- Gmina Pokrzywnica Location within Poland
- Coordinates (Pokrzywnica): 52°37′12″N 21°0′45″E﻿ / ﻿52.62000°N 21.01250°E
- Country: Poland
- Voivodeship: Masovian
- County: Pułtusk
- Seat: Pokrzywnica

Area
- • Total: 120.99 km^{2} (46.71 sq mi)

Population (2011)
- • Total: 4,876
- • Density: 40.30/km^{2} (104.4/sq mi)
- Website: www.pokrzywnica.pl

= Gmina Pokrzywnica =

Gmina Pokrzywnica is a rural gmina (administrative district) in Pułtusk County, Masovian Voivodeship, in east-central Poland. Its seat is the village of Pokrzywnica, which lies approximately 11 km south-west of Pułtusk and 45 km north of Warsaw.

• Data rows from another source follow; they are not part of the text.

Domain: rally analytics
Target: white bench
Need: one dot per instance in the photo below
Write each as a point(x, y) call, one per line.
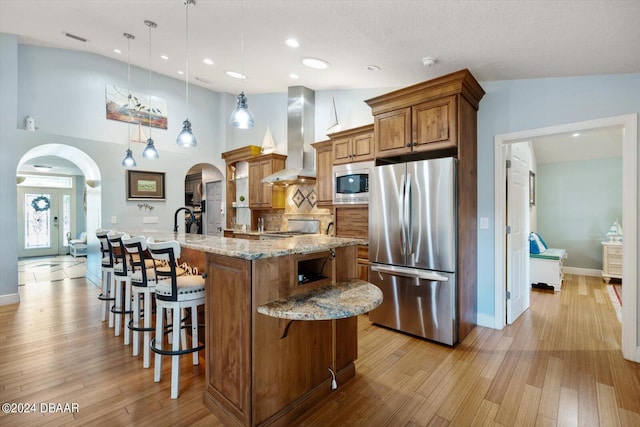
point(546, 267)
point(78, 247)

The gmina covers an area of 120.99 km2, and as of 2006 its total population is 4,734 (4,876 in 2011).

==Villages==
Gmina Pokrzywnica contains the villages and settlements of Budy Ciepielińskie, Budy Obrębskie, Budy Pobyłkowskie, Ciepielin, Dzbanice, Dzierżenin, Gzowo, Karniewek, Kępiaste, Klaski, Klusek, Koziegłowy, Łępice, Łosewo, Łubienica, Łubienica-Superunki, Mory, Murowanka, Niestępowo Włościańskie, Nowe Niestępowo, Obręb, Obrębek, Olbrachcice, Piskornia, Pobyłkowo Duże, Pobyłkowo Małe, Pogorzelec, Pokrzywnica, Pomocnia, Strzyże, Świeszewo, Trzepowo, Witki, Wólka Zaleska and Zaborze.

==Neighbouring gminas==
Gmina Pokrzywnica is bordered by the gminas of Pułtusk, Serock, Winnica and Zatory.